The last problem I ran into with pipe’s handling of failables. It never passes failables through. Instead it unwraps them. If it is a failure, it logs the error and returns immediately. If it is successful, it returns the unwrapped payload. In one case, there was one type of error that I wanted to ignore. In order to handle this, I created a function to wrap a failable in a success. This way the payload will be another raw failable.
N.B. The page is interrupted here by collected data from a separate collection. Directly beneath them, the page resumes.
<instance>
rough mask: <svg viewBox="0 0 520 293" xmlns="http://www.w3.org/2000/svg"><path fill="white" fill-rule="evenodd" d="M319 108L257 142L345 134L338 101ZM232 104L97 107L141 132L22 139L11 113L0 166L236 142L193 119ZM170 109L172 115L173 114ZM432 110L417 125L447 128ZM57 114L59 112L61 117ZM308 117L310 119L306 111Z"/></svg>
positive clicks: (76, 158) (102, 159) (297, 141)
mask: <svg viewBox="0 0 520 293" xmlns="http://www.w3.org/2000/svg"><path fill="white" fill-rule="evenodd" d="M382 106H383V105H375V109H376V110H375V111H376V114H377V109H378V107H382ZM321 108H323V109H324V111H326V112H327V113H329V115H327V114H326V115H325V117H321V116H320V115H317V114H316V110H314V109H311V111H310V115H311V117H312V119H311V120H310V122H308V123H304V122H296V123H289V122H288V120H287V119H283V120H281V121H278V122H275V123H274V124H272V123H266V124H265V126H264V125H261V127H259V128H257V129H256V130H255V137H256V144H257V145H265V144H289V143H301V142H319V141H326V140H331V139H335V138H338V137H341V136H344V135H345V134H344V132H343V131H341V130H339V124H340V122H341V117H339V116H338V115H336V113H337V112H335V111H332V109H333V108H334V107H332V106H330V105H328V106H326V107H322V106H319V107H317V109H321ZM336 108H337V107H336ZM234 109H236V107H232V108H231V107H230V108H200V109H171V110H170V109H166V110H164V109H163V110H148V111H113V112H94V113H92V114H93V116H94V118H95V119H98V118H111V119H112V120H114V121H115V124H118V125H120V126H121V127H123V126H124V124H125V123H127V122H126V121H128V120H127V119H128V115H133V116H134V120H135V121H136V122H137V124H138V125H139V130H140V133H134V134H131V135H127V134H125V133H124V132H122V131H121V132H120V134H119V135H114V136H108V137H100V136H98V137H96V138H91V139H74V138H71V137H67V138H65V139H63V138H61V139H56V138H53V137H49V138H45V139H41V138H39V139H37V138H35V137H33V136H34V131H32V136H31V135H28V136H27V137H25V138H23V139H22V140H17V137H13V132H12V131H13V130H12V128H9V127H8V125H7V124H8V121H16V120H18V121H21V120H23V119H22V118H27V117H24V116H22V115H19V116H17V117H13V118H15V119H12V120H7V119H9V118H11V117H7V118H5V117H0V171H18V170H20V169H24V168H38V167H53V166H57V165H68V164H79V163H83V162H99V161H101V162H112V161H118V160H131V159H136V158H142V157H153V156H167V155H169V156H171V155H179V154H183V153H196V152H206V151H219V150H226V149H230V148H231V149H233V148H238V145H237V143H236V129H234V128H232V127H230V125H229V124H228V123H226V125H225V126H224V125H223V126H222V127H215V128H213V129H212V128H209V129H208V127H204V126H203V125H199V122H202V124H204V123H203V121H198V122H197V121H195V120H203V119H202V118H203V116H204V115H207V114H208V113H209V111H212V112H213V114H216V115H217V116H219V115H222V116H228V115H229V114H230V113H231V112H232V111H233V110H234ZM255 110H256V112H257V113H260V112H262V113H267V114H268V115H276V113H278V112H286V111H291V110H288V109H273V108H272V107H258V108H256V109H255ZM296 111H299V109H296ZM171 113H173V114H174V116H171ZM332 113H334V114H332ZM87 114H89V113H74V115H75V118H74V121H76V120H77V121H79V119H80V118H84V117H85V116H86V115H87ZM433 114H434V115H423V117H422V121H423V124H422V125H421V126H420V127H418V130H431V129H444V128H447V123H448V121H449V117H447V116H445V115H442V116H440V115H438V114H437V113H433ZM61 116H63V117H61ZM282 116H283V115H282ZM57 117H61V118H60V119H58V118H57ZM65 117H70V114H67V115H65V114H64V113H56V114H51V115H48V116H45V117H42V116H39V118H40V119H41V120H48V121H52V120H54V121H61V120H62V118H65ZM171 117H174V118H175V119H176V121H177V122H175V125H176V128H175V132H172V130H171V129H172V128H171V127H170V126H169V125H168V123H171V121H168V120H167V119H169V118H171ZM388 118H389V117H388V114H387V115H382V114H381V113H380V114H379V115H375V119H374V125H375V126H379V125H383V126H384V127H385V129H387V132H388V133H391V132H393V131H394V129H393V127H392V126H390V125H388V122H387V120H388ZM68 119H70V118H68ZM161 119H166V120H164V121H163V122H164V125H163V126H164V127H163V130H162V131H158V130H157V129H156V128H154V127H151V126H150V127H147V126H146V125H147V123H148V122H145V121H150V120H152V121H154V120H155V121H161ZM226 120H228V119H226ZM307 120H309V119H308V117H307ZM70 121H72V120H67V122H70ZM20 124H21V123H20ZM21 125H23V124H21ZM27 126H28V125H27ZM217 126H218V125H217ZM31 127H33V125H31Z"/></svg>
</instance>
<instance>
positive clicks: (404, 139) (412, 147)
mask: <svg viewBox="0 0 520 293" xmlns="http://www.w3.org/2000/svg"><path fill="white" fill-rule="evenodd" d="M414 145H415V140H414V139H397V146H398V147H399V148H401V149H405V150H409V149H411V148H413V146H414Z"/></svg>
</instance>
Then the next function in the pipe can inspect the error and decide whether or not to return another failure.

It is trivial, but here is a utility to wrap the failable for you in this case.

export function catchFailable(fn) {
  return async (...args) => {
    const result = await fn(...args);
    return success(result);
  };
}

And finally, here is a coordinator function that uses all these utilities.

const buildCoordinator = pipe({
  logError: logger.error.bind(logger)
});

export const createUpvote = buildCoordinator([
  mapContext(validateCreateUpvoteInput, "input", "validatedInput"),
  mapContext(buildUpvote, "validatedInput", "upvote"),
  mapContext(buildInsertUpvoteCommand, "upvote", "insertUpvoteCmd"),
  mapContext(catchFailable(db.query), "insertUpvoteCmd", "insertUpvoteFailable"),
  mapContext(
    transformInsertUpvoteFailure,
    "insertUpvoteFailable",
    "upvoteAlreadyExisted"
  ),
  mapContext(
    buildFetchUpvoteByCompositeIdCommandIfUpvoteAlreadyExisted,
    undefined,
    "fetchUpvoteCmd"
  ),
  mapContext(db.query, "fetchUpvoteCmd", "existingUpvoteQueryResult"),
  buildCreateUpvoteResult
]);

After writing this, I think it would be best to use wrap only in cases where the function being wrapped is not specific to our coordinator. In cases where the function wrapped is specific to the coordinator, we might as well just make that function aware of the context and avoid the mental overhead caused by the wrapper.

[1] This is a rough estimate from my recollection. I did not take the time to do a code analysis for this post.